REPUBLIKA.CO.ID, JAKARTA -- Hak kesehatan dan pendidikan warga negara di wilayah terdampak asap akibat kebakaran hutan dan lahan telah terenggut oleh gangguan asap karhutla. Namun, pemerintah dinilai belum serius menanggapi bencana asap ini.
"Masalah asap ini sudah memakan banyak korban. Saya melihat pemerintah belum serius dalam menanggapi masalah mengerikan ini," kata Ketua DPP Partai Keadilan Sejahtera (PKS) Ledia Hanifa melalui siaran pers yang diterima di Jakarta, Selasa (24/9).
Ia mengatakan banyak korban berjatuhan akibat asap karhutla, mulai dari infeksi saluran pernafasan akut hingga meninggal dunia. Hak masyarakat untuk mendapatkan udara sehat, kata dia, telah terenggut oleh asap.
Asap akibat kebakaran hutan dan lahan juga mengganggu kegiatan masyarakat sehari-hari, termasuk kegiatan anak-anak bersekolah. "Bagaimana anak-anak pergi ke sekolah bila kabut masih pekat dan membahayakan kesehatan mereka?" kata Anggota Komisi X DPR itu.
Ledia mempertanyakan program Kementerian Pendidikan dan Kebudayaan yang disebut akan mengadakan kegiatan belajar mengajar di tempat steril dari asap karhutla dan secara virtual. Menurut dia, program itu sepertinya tidak mungkin dilakukan karena untuk datang ke tempat belajar, anak-anak harus menembus asap.

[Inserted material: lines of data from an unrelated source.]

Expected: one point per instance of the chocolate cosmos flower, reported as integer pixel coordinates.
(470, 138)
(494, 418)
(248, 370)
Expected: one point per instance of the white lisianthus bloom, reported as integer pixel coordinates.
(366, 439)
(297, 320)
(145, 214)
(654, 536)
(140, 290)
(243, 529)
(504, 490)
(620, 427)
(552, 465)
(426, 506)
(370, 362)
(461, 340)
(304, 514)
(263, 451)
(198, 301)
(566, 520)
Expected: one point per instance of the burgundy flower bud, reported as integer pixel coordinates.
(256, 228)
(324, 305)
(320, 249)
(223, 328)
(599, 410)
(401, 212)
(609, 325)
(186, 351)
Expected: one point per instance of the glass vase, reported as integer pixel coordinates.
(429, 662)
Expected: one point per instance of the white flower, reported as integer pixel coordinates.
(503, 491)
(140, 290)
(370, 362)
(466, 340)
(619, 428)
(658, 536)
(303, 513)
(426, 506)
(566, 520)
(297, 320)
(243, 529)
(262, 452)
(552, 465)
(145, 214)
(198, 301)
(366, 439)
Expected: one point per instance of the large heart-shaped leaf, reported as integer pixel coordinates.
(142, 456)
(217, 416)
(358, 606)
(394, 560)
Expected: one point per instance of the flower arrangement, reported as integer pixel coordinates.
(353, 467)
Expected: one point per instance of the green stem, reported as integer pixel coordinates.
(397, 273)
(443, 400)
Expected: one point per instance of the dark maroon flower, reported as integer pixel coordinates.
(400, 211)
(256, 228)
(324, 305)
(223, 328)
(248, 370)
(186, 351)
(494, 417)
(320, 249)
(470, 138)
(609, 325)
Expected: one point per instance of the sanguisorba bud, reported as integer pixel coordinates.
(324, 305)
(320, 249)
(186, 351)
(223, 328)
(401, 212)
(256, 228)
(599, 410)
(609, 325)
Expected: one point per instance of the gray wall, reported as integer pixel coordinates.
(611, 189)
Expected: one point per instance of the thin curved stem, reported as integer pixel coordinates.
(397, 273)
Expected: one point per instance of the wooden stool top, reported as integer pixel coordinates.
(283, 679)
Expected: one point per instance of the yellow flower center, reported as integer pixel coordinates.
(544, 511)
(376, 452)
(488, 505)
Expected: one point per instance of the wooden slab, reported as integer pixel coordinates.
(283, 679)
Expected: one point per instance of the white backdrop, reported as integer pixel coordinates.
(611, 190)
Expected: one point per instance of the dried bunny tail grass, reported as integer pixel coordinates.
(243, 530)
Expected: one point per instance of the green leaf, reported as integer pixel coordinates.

Belajar secara virtual melalui grup perpesanan sekejap, juga Ledia nilai tidak akan efektif. "Tetap saja mereka tidak akan nyaman. Yang bisa dilakukan adalah belajar di rumah didampingi orang tua masing-masing," katanya.
Ia juga mendorong pemerintah melakukan tindakan-tindakan hukum yang tegas agar kebakaran hutan dan lahan tidak terulang. Pemerintah, kata dia, harus tegas dan adil dalam menegakkan hukum.
"Kita harus fokus kepada akar masalahnya, pemadaman dan menindak tegas para pelaku," ujarnya.